Neurophysiological insights into sit-to-stand post stroke

Caitlin McDonald^*John Jairo Villarejo MayorOlive Lennon

• University College Dublin, Dublin, Ireland

Introduction Stroke often results in the loss of ability to stand-up independently or to perform the transfer with compensatory movement patterns. While neurological disorders are associated with sit-to-stand disability, the neurophysiological mechanisms underlying the movement and the impact of injury at brain level remain poorly understood. Methods Stroke participants (n=10, 4 males) performed five sets of three sit-to-stand transitions from an armless, backless seat adjusted to their knee joint height with three-dimensional kinematic data capture. Electromyography (EMG) was recorded from the bilateral vastus lateralis, biceps femoris, tibialis anterior, and gastrocnemius muscles. Surface electroencephalography (EEG) activity was recorded using eight focused bipolar channels over the sensorimotor cortex. Data were analysed and compared with a reference dataset from healthy adults (n=10). Results Kinematic data confirms post-stroke participants take significantly longer to complete a sit-to-stand transfer compared to healthy controls but maintain the same kinematic movement phases and temporal muscle activation patterns. EMG data indicates stroke survivors stand up using largely the same temporal muscle activation patterns, however they exhibit delayed peak activity of the vastus lateralis and biceps femoris compared to healthy controls.
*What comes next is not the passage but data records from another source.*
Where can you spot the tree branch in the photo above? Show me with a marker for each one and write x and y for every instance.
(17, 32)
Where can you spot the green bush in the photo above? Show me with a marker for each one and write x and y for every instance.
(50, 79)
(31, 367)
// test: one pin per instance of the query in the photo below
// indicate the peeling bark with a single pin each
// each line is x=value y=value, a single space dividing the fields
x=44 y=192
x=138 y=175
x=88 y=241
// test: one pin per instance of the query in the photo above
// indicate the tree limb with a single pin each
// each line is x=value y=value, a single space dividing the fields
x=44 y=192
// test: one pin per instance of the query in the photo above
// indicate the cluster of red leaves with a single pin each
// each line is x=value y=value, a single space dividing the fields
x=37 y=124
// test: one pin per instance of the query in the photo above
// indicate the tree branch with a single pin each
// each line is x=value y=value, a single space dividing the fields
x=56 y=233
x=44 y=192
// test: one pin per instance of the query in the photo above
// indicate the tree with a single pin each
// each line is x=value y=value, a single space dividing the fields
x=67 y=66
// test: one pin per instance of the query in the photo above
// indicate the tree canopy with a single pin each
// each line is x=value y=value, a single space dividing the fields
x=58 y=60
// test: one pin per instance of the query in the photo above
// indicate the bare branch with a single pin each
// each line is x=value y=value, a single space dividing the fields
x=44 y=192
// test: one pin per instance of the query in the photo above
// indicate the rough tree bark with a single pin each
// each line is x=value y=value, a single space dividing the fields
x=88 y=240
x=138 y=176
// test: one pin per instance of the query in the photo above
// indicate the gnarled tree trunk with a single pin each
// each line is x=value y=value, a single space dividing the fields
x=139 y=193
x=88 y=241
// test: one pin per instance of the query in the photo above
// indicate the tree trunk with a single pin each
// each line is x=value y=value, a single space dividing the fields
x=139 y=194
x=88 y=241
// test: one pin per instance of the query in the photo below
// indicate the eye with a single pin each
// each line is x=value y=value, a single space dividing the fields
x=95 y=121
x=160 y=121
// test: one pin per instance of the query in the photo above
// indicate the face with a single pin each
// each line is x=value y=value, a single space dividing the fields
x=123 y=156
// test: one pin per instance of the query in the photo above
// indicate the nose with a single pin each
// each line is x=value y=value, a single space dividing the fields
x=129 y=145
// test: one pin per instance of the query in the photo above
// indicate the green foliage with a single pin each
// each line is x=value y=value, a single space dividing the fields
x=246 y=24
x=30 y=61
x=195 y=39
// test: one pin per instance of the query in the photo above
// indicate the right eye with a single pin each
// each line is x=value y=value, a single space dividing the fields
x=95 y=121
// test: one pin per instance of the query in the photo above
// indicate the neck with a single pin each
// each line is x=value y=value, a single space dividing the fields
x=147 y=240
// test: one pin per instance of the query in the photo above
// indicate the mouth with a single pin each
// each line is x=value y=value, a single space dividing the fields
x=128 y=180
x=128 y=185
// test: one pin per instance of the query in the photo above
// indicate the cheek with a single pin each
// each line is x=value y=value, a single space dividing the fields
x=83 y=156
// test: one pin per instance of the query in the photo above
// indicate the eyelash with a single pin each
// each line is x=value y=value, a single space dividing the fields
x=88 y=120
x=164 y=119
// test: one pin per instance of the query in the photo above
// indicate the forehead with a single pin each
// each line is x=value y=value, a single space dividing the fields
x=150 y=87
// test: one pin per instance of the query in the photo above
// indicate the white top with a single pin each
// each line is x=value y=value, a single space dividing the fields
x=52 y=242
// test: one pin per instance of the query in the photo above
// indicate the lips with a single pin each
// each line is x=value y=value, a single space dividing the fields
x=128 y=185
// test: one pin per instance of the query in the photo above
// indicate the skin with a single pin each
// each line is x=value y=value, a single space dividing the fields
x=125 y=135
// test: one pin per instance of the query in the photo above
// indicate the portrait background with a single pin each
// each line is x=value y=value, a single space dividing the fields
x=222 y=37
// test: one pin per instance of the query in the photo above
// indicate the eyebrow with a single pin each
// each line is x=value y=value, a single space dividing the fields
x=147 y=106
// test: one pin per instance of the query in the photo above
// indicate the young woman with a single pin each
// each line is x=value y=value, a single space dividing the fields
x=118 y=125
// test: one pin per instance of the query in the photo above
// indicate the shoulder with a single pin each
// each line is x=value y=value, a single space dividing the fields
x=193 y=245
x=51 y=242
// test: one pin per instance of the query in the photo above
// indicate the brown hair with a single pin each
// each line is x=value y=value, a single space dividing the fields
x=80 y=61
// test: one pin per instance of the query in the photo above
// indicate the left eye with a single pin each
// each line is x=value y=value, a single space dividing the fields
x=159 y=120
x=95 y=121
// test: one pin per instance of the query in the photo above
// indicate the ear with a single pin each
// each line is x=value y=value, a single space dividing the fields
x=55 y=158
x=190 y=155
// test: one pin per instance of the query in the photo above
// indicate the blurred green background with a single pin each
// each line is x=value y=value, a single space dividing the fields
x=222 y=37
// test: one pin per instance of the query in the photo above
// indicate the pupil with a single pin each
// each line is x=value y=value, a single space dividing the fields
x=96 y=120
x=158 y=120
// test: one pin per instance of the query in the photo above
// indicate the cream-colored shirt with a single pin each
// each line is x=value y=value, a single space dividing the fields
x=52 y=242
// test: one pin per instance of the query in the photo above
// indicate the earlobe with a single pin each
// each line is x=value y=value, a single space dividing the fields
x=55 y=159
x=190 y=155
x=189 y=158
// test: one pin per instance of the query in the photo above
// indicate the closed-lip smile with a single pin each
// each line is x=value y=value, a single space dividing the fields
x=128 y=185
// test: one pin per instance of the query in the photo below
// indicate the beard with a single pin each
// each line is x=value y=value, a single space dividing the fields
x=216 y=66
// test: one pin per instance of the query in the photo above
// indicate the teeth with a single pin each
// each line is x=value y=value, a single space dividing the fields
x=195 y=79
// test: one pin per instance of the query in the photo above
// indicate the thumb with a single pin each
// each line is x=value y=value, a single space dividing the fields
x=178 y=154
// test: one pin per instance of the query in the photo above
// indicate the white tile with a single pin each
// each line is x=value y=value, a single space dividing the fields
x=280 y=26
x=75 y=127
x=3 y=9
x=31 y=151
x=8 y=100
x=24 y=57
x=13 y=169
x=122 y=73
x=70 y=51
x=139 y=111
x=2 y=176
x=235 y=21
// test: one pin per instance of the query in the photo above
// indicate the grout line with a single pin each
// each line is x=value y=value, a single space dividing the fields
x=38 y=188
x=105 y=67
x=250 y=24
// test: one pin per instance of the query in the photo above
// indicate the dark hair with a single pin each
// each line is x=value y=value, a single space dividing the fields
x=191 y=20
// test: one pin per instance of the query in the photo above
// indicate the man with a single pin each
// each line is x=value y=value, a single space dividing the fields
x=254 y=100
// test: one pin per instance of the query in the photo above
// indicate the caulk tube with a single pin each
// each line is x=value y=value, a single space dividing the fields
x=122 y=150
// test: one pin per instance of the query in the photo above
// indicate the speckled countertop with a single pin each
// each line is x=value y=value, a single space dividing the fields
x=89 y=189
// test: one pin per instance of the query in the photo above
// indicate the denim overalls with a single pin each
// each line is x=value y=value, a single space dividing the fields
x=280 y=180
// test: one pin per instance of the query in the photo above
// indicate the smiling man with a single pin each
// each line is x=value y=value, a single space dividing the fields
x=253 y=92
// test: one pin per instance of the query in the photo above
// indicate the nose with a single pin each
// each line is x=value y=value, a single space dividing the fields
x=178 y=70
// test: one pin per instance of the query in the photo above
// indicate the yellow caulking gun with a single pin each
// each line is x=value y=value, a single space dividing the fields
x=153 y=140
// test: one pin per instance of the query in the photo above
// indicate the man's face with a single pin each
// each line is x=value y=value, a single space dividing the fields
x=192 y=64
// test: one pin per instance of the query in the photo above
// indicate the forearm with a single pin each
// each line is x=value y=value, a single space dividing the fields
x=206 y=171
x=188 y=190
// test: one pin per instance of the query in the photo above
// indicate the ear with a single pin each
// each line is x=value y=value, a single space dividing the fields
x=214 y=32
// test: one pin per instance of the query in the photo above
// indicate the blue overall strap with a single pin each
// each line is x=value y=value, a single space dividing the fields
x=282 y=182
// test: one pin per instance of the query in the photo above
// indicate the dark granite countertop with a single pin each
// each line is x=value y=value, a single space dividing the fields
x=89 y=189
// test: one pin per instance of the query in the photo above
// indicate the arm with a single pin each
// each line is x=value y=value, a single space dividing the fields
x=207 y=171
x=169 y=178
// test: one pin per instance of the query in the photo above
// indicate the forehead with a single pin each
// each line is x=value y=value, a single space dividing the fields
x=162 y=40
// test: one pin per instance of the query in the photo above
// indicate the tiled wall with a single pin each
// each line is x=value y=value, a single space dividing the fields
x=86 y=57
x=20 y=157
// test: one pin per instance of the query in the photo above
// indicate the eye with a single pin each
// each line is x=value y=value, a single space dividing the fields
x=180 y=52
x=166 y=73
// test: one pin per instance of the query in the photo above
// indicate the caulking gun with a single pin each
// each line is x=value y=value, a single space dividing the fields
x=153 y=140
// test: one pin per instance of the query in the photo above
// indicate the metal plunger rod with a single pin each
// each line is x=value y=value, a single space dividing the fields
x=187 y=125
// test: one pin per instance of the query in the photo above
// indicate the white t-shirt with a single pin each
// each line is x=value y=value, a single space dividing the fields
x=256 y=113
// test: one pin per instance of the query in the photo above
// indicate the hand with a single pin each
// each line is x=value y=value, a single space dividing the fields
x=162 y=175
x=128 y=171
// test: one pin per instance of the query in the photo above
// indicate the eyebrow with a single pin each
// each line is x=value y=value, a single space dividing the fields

EEG data reveal stroke survivors demonstrate variable event-related spectral perturbation patterns and reduced event-related synchronisation/ de-synchronisation in the alpha and beta frequency bands and increased asymmetry between brain hemispheres when compared to healthy controls. Conclusion EMG data supports the wider literature that confirms stroke survivors stand up using the same temporal muscle activation patterns compared to healthy controls, however peak activity of the vastus lateralis and biceps femoris are delayed. EEG data add new knowledge to our understanding of the central control of sit-to-stand transfers in a stroke population, highlighting differences in cortical activity from healthy controls, notably in ERSP patterns during sit to stand phases and in brain hemisphere asymmetry. Findings have relevance as a potential biomarker for stroke functional recovery and indicate that BCI-based applications of sit to stand may need to be trained individually in stroke survivors as they demonstrate variable cortical activation patterns compared to healthy controls.